Second in the prestige-minded TNT Screenworks collection, Horton Foote’s new TV play makes a stab at revealing a mid-l930s pig-headed, hot-tempered smalltown Texan to himself through a series of dreadful incidents in his and his family’s life. At times high drama, at other times overblown melodrama, the loosely structured “The Habitation of Dragons,” under Michael Lindsay-Hogg’s intense direction, plays like unedited Lone Star O’Neill.
Belligerent Leonard Tollivar (an earnest Frederic Forrest) doesn’t think much of brother George (Brad Davis’ last role before his death is a tight, well-thought-out portrayal) running for the burg’s city attorney; Leonard is banking on his brother-in-law Billy Dalton (Horton Foote Jr.) winning the post.
Leonard’s wife Margaret (Hallie Foote in a stunningly definitive study), with her own fish to fry, secretly carries on an affair with Leonard’s farm partner Wally (Elias Koteas).
The Tollivars, parents of two young boys, live at the comfortable family home where widowed Mama (Jean Stapleton), looking concerned and folding socks, tries to keep some balance.

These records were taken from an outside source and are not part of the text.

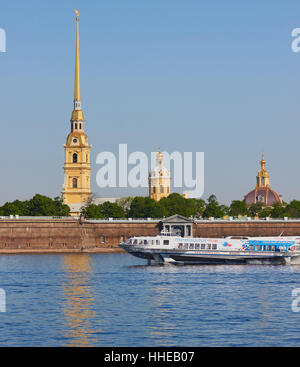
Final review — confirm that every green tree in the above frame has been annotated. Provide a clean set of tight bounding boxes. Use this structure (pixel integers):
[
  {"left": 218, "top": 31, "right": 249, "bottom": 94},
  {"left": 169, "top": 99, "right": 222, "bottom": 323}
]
[
  {"left": 259, "top": 206, "right": 272, "bottom": 218},
  {"left": 81, "top": 204, "right": 104, "bottom": 218},
  {"left": 1, "top": 200, "right": 30, "bottom": 216},
  {"left": 248, "top": 202, "right": 263, "bottom": 217},
  {"left": 27, "top": 194, "right": 70, "bottom": 216},
  {"left": 100, "top": 201, "right": 125, "bottom": 218},
  {"left": 202, "top": 195, "right": 227, "bottom": 218},
  {"left": 1, "top": 194, "right": 70, "bottom": 216},
  {"left": 128, "top": 196, "right": 167, "bottom": 218},
  {"left": 271, "top": 203, "right": 290, "bottom": 218},
  {"left": 116, "top": 196, "right": 134, "bottom": 213},
  {"left": 286, "top": 200, "right": 300, "bottom": 218}
]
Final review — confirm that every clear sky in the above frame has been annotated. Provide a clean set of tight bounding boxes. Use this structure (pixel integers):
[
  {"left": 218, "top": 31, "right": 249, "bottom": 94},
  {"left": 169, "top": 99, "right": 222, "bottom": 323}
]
[{"left": 0, "top": 0, "right": 300, "bottom": 204}]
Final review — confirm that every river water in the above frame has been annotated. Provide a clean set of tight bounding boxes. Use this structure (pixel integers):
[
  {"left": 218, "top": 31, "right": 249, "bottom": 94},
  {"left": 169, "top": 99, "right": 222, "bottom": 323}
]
[{"left": 0, "top": 254, "right": 300, "bottom": 347}]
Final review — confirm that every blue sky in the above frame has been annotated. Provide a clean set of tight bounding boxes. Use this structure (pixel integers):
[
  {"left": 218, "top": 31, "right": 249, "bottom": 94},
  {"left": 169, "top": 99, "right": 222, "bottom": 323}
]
[{"left": 0, "top": 0, "right": 300, "bottom": 204}]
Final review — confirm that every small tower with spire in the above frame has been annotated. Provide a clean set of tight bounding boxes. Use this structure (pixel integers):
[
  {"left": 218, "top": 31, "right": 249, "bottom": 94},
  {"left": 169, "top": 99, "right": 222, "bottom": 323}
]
[
  {"left": 62, "top": 10, "right": 91, "bottom": 215},
  {"left": 256, "top": 154, "right": 270, "bottom": 187},
  {"left": 149, "top": 148, "right": 171, "bottom": 201}
]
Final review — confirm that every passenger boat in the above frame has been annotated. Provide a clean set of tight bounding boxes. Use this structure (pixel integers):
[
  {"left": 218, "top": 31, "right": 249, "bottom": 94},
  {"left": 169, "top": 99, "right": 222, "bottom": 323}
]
[{"left": 119, "top": 232, "right": 300, "bottom": 264}]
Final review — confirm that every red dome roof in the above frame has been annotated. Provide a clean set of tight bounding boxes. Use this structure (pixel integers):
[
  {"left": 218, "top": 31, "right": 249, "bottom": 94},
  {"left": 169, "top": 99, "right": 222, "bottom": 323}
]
[{"left": 244, "top": 187, "right": 282, "bottom": 206}]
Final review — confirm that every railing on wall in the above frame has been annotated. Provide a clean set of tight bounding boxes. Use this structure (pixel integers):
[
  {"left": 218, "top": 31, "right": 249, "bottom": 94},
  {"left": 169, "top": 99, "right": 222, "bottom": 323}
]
[{"left": 0, "top": 215, "right": 300, "bottom": 223}]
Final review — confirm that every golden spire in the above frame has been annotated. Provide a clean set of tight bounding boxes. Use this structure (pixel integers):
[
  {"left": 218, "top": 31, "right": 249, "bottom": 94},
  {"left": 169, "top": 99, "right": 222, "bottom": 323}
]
[
  {"left": 71, "top": 9, "right": 83, "bottom": 121},
  {"left": 156, "top": 147, "right": 164, "bottom": 166}
]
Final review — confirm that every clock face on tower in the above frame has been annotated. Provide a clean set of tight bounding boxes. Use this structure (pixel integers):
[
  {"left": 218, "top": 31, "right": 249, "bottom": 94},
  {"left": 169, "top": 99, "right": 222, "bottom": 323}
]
[{"left": 71, "top": 138, "right": 79, "bottom": 145}]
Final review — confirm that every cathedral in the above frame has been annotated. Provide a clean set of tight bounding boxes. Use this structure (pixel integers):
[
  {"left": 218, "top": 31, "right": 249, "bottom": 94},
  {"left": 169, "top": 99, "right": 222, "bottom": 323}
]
[
  {"left": 62, "top": 11, "right": 91, "bottom": 215},
  {"left": 244, "top": 156, "right": 282, "bottom": 207},
  {"left": 148, "top": 149, "right": 171, "bottom": 201}
]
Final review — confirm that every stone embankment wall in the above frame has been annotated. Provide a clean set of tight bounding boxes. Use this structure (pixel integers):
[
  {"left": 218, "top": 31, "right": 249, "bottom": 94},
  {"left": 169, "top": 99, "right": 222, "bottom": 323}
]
[{"left": 0, "top": 218, "right": 300, "bottom": 253}]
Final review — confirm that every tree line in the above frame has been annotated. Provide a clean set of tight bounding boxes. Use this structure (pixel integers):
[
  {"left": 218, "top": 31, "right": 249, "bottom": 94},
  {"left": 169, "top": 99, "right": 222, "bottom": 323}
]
[{"left": 0, "top": 193, "right": 300, "bottom": 219}]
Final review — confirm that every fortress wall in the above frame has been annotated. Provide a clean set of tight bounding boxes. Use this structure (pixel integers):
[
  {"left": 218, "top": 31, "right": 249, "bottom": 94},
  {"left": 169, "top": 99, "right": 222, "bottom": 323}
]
[
  {"left": 193, "top": 220, "right": 300, "bottom": 237},
  {"left": 0, "top": 219, "right": 300, "bottom": 253}
]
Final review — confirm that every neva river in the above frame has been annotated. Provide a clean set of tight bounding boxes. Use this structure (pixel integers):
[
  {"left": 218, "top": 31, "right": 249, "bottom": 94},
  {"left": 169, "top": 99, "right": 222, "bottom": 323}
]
[{"left": 0, "top": 254, "right": 300, "bottom": 347}]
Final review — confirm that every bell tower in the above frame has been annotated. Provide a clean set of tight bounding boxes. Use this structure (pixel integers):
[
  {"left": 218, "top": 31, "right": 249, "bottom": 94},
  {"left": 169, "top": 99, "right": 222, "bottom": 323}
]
[
  {"left": 62, "top": 10, "right": 91, "bottom": 215},
  {"left": 148, "top": 148, "right": 171, "bottom": 201},
  {"left": 256, "top": 155, "right": 270, "bottom": 187}
]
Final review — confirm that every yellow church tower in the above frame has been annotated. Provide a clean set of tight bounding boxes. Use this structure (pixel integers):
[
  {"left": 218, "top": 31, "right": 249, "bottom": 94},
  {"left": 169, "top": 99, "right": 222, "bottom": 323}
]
[
  {"left": 148, "top": 148, "right": 171, "bottom": 201},
  {"left": 62, "top": 10, "right": 91, "bottom": 215},
  {"left": 256, "top": 155, "right": 270, "bottom": 187}
]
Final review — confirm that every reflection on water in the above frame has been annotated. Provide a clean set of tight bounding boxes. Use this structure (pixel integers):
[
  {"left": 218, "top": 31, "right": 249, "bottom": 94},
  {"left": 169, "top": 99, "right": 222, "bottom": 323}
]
[
  {"left": 148, "top": 274, "right": 176, "bottom": 346},
  {"left": 62, "top": 254, "right": 97, "bottom": 347}
]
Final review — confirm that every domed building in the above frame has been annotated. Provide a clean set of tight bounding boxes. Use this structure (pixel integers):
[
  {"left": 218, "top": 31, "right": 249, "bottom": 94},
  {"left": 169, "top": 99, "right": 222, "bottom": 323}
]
[{"left": 244, "top": 156, "right": 282, "bottom": 207}]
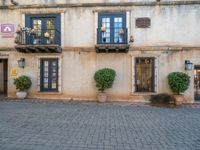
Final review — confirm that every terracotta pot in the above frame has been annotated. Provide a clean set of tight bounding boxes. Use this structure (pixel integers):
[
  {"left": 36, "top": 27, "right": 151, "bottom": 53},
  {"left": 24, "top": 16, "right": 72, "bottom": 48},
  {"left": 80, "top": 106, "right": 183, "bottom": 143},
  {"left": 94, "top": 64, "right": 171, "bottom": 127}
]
[
  {"left": 16, "top": 91, "right": 27, "bottom": 99},
  {"left": 174, "top": 95, "right": 184, "bottom": 105},
  {"left": 97, "top": 92, "right": 107, "bottom": 103}
]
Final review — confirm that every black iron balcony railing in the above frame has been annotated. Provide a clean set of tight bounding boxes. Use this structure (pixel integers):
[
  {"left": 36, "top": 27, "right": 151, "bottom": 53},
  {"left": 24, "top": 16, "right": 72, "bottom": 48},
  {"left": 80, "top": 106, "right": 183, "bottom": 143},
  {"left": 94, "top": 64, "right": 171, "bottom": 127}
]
[
  {"left": 19, "top": 29, "right": 61, "bottom": 45},
  {"left": 97, "top": 27, "right": 128, "bottom": 44}
]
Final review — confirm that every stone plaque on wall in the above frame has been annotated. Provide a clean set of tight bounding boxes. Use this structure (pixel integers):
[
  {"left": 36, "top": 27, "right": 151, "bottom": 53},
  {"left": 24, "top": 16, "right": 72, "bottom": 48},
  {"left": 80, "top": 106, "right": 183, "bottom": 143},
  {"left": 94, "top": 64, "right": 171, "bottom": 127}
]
[{"left": 135, "top": 17, "right": 151, "bottom": 28}]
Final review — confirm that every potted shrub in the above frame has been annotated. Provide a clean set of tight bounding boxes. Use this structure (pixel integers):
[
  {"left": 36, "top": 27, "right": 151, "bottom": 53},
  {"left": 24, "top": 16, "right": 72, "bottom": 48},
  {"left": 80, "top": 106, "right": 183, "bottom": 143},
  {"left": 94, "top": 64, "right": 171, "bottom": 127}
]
[
  {"left": 168, "top": 72, "right": 190, "bottom": 105},
  {"left": 14, "top": 75, "right": 32, "bottom": 99},
  {"left": 94, "top": 68, "right": 116, "bottom": 102}
]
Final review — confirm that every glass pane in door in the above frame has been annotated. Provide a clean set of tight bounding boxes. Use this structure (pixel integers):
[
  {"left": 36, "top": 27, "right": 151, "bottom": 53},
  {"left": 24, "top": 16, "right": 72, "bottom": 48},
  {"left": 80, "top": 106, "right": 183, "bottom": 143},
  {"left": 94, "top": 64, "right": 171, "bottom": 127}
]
[
  {"left": 32, "top": 19, "right": 42, "bottom": 45},
  {"left": 51, "top": 61, "right": 58, "bottom": 89},
  {"left": 43, "top": 61, "right": 49, "bottom": 89},
  {"left": 135, "top": 58, "right": 154, "bottom": 92},
  {"left": 44, "top": 18, "right": 55, "bottom": 44}
]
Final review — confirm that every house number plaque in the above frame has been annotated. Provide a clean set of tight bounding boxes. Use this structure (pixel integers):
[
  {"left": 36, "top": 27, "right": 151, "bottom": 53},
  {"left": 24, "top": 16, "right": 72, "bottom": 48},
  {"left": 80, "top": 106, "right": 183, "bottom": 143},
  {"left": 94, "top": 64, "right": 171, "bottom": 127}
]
[{"left": 135, "top": 18, "right": 151, "bottom": 28}]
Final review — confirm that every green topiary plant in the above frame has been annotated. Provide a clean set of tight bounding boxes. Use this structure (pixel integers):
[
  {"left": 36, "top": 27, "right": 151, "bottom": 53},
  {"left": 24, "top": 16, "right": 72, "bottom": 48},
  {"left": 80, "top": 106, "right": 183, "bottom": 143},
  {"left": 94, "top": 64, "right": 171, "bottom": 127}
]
[
  {"left": 168, "top": 72, "right": 190, "bottom": 95},
  {"left": 14, "top": 75, "right": 32, "bottom": 91},
  {"left": 94, "top": 68, "right": 116, "bottom": 92}
]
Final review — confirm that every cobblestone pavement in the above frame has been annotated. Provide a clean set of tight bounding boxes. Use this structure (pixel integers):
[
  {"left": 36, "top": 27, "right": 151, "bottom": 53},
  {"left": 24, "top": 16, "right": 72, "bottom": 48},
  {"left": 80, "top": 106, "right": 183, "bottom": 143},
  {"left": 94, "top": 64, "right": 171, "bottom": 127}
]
[{"left": 0, "top": 100, "right": 200, "bottom": 150}]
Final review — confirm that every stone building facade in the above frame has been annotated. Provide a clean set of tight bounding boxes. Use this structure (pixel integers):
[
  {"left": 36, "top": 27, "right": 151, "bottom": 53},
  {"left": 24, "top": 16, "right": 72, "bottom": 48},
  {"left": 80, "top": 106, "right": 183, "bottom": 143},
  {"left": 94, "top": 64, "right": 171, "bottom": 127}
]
[{"left": 0, "top": 0, "right": 200, "bottom": 102}]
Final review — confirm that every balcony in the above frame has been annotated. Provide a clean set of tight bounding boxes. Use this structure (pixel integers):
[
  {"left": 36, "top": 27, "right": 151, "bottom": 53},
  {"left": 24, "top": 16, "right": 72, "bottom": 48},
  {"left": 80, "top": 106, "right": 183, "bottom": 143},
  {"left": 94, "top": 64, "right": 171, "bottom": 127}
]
[
  {"left": 95, "top": 27, "right": 129, "bottom": 53},
  {"left": 15, "top": 28, "right": 62, "bottom": 53}
]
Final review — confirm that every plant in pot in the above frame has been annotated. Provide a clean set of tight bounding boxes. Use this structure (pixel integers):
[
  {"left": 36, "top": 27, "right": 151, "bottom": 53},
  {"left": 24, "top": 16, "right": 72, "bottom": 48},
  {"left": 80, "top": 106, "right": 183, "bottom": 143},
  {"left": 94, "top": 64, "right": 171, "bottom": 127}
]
[
  {"left": 168, "top": 72, "right": 190, "bottom": 105},
  {"left": 14, "top": 75, "right": 32, "bottom": 99},
  {"left": 94, "top": 68, "right": 116, "bottom": 102}
]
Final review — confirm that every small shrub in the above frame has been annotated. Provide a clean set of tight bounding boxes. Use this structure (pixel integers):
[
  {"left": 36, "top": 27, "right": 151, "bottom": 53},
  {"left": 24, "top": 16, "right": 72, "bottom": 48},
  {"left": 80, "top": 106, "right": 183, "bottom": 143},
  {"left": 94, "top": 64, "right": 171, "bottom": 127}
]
[
  {"left": 150, "top": 93, "right": 175, "bottom": 104},
  {"left": 94, "top": 68, "right": 116, "bottom": 92},
  {"left": 14, "top": 76, "right": 32, "bottom": 91},
  {"left": 168, "top": 72, "right": 190, "bottom": 94}
]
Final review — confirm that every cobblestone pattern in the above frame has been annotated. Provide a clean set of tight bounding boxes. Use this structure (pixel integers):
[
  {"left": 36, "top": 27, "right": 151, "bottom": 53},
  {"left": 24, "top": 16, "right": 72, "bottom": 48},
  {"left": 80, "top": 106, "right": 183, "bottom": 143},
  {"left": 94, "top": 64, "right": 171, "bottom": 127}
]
[{"left": 0, "top": 101, "right": 200, "bottom": 150}]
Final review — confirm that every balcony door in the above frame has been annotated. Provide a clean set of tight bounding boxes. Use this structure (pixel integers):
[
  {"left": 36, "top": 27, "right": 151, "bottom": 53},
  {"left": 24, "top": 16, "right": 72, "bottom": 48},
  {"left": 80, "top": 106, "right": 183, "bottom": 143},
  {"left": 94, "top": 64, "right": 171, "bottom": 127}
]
[
  {"left": 97, "top": 13, "right": 127, "bottom": 44},
  {"left": 26, "top": 15, "right": 60, "bottom": 45}
]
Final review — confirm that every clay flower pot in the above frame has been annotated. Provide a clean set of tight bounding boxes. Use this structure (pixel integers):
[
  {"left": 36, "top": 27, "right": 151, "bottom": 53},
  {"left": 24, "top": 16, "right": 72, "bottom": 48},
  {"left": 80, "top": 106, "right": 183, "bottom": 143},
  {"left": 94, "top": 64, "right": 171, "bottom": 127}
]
[
  {"left": 174, "top": 94, "right": 184, "bottom": 105},
  {"left": 97, "top": 92, "right": 107, "bottom": 103}
]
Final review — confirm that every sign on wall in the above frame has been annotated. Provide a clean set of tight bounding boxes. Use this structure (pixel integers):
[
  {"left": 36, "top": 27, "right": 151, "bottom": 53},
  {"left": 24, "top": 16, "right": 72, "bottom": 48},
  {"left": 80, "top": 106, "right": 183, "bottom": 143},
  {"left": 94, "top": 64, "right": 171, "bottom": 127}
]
[
  {"left": 10, "top": 68, "right": 18, "bottom": 78},
  {"left": 135, "top": 17, "right": 151, "bottom": 28},
  {"left": 0, "top": 24, "right": 15, "bottom": 38}
]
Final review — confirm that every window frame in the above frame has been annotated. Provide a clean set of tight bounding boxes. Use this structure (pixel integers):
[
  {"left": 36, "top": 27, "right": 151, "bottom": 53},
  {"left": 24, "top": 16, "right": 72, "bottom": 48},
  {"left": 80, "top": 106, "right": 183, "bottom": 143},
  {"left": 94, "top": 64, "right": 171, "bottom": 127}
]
[
  {"left": 97, "top": 12, "right": 127, "bottom": 44},
  {"left": 40, "top": 58, "right": 59, "bottom": 92},
  {"left": 25, "top": 14, "right": 61, "bottom": 45}
]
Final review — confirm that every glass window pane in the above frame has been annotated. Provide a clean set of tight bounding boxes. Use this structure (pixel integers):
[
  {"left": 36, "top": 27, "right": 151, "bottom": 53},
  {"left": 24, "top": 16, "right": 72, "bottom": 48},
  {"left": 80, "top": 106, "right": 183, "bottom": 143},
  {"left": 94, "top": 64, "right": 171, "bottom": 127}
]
[
  {"left": 135, "top": 58, "right": 154, "bottom": 92},
  {"left": 33, "top": 19, "right": 42, "bottom": 36}
]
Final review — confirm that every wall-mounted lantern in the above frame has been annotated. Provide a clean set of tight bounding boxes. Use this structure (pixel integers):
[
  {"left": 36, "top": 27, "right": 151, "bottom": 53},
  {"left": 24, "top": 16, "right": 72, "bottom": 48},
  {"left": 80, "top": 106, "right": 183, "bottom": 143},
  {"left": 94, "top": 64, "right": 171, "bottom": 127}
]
[
  {"left": 185, "top": 60, "right": 193, "bottom": 70},
  {"left": 18, "top": 58, "right": 25, "bottom": 68}
]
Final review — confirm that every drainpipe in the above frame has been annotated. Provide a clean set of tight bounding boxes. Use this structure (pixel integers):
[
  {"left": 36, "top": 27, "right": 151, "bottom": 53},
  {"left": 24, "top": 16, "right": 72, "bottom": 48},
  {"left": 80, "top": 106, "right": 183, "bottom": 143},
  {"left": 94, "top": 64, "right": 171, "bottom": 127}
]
[{"left": 10, "top": 0, "right": 18, "bottom": 5}]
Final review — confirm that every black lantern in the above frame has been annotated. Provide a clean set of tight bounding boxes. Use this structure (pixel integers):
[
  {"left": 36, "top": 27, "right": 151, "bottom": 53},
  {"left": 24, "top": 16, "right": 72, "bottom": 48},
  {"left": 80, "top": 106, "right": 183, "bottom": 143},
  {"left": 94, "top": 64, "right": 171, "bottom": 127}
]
[
  {"left": 18, "top": 58, "right": 25, "bottom": 68},
  {"left": 185, "top": 60, "right": 193, "bottom": 70}
]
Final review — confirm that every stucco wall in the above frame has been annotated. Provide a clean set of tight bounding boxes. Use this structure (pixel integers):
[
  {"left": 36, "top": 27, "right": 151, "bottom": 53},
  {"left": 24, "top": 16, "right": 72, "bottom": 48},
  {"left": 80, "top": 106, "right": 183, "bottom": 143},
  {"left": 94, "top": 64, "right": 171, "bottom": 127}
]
[
  {"left": 0, "top": 1, "right": 200, "bottom": 102},
  {"left": 0, "top": 5, "right": 200, "bottom": 47},
  {"left": 2, "top": 49, "right": 195, "bottom": 102}
]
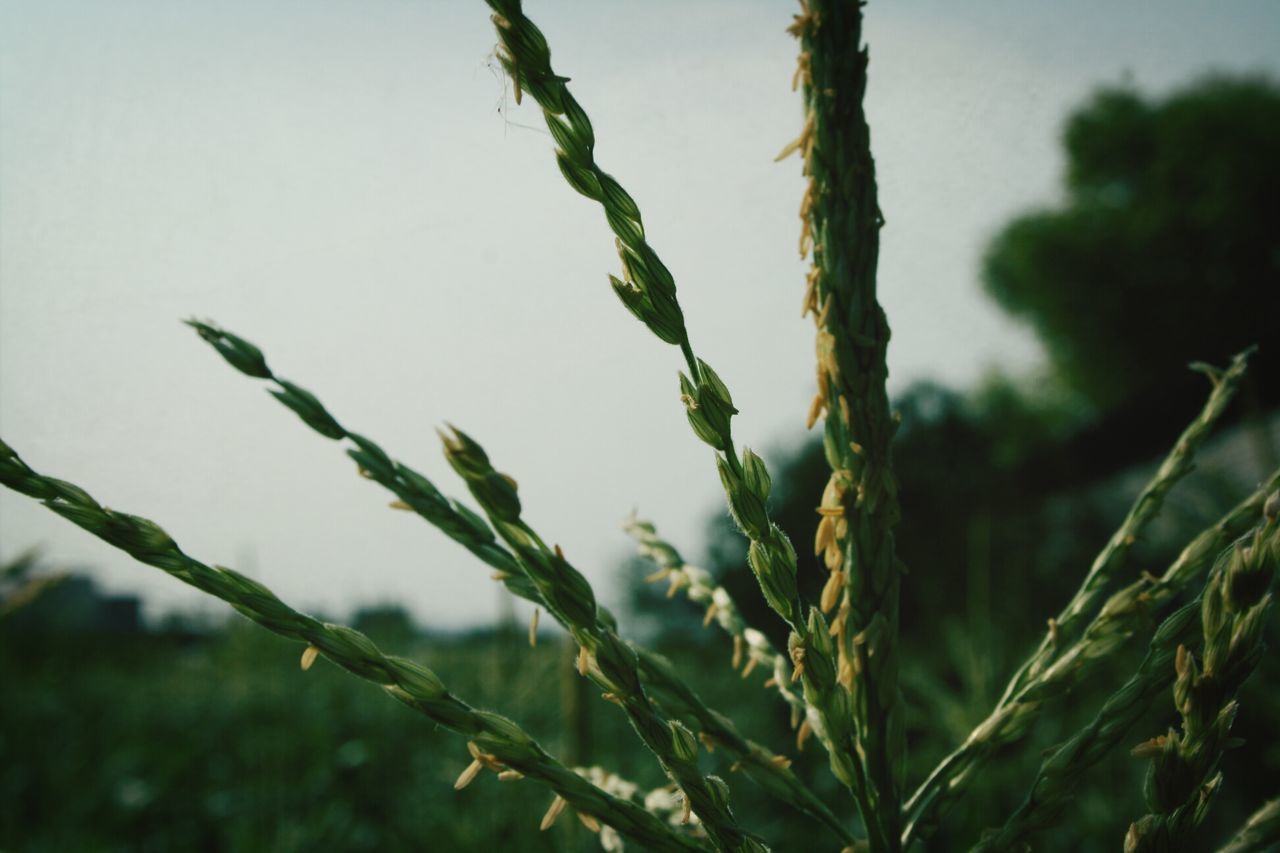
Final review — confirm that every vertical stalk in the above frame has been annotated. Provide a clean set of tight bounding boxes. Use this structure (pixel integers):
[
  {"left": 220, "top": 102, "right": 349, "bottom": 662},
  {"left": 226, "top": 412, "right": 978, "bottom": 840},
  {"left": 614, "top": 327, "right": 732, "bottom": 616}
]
[{"left": 787, "top": 0, "right": 905, "bottom": 850}]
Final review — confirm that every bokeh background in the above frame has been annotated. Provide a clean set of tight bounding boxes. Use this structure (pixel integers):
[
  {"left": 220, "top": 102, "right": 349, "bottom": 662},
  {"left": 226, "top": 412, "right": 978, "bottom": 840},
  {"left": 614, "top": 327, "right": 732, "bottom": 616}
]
[{"left": 0, "top": 0, "right": 1280, "bottom": 849}]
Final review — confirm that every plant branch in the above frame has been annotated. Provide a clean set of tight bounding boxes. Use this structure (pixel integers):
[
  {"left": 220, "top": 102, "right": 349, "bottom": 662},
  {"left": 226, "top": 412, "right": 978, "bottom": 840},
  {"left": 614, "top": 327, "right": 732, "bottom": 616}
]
[
  {"left": 902, "top": 353, "right": 1259, "bottom": 844},
  {"left": 974, "top": 502, "right": 1277, "bottom": 853},
  {"left": 1124, "top": 492, "right": 1280, "bottom": 853},
  {"left": 187, "top": 320, "right": 854, "bottom": 843},
  {"left": 780, "top": 0, "right": 906, "bottom": 850},
  {"left": 0, "top": 442, "right": 701, "bottom": 850},
  {"left": 440, "top": 429, "right": 765, "bottom": 852}
]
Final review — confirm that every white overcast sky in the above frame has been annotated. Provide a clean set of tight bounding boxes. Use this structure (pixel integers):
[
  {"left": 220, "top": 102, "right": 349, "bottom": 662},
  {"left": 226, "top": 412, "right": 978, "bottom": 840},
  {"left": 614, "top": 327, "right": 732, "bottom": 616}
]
[{"left": 0, "top": 0, "right": 1280, "bottom": 628}]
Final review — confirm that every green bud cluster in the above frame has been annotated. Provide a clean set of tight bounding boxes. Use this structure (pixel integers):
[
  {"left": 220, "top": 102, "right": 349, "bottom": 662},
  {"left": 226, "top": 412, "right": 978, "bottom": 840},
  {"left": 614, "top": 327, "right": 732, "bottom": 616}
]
[
  {"left": 186, "top": 323, "right": 851, "bottom": 843},
  {"left": 440, "top": 428, "right": 760, "bottom": 850},
  {"left": 0, "top": 438, "right": 706, "bottom": 850}
]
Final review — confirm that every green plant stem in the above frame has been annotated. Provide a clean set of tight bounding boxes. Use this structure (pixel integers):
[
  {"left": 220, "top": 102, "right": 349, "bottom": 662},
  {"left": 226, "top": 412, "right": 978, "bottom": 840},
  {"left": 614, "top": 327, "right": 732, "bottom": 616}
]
[
  {"left": 1217, "top": 797, "right": 1280, "bottom": 853},
  {"left": 1001, "top": 347, "right": 1253, "bottom": 703},
  {"left": 622, "top": 516, "right": 809, "bottom": 729},
  {"left": 476, "top": 0, "right": 875, "bottom": 835},
  {"left": 187, "top": 320, "right": 854, "bottom": 844},
  {"left": 902, "top": 352, "right": 1259, "bottom": 844},
  {"left": 442, "top": 429, "right": 765, "bottom": 852},
  {"left": 1124, "top": 492, "right": 1280, "bottom": 853},
  {"left": 0, "top": 442, "right": 701, "bottom": 850},
  {"left": 785, "top": 0, "right": 906, "bottom": 850},
  {"left": 974, "top": 504, "right": 1276, "bottom": 853},
  {"left": 973, "top": 598, "right": 1199, "bottom": 853}
]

But George is sore because Leonard told him long ago he’d support him for that political plum. George, broke, sets up his practice in the house; meanwhile , dead Papa’s long-lost brother Virgil (stingingly realized by Pat Hingle) turns up to tell all that Papa killed himself years ago.
The teleplay’s first act, with peripheral characters turning up like comments or expedients, could use a scorecard to sort out the folks and their connections.
Cousin Helen (Maureen O’Sullivan) serves as a confidante, and Lester Whye (David Smith), who once killed his wife’s lover, slips speechlessly in and out of the action like a wraith.
A blackmailing boarding house owner (Joanna Miles) steps in to boot the play in another direction and Lonny Johnson (Hawthorne James), a black man who grew up with George and Leonard, eases out of the story before it’s half done.
Guilt and death, permeating the drama, culminate in a family tragedy that Margaret accepts as a moral rebuke for her infidelity; she puts on a whopping commotion in the front yard as she grieves.
George and Leonard have a ripping, unmodulated fracas in the drawing room; as with many of the emotional excursions, it just fades away.
Foote’s dialogue at times is crisp as ever — at others, as in unnecessary confabs, it clogs the action.
Designer Vaughan Edwards provides superb surroundings in and around the old house for the goings-on.
David Shire’s score is gentle and encouraging and Lindsay-Hogg’s helming, Paul Laufer’s camerawork, Claudia Finkle’s editing create an impressive sense of live TV.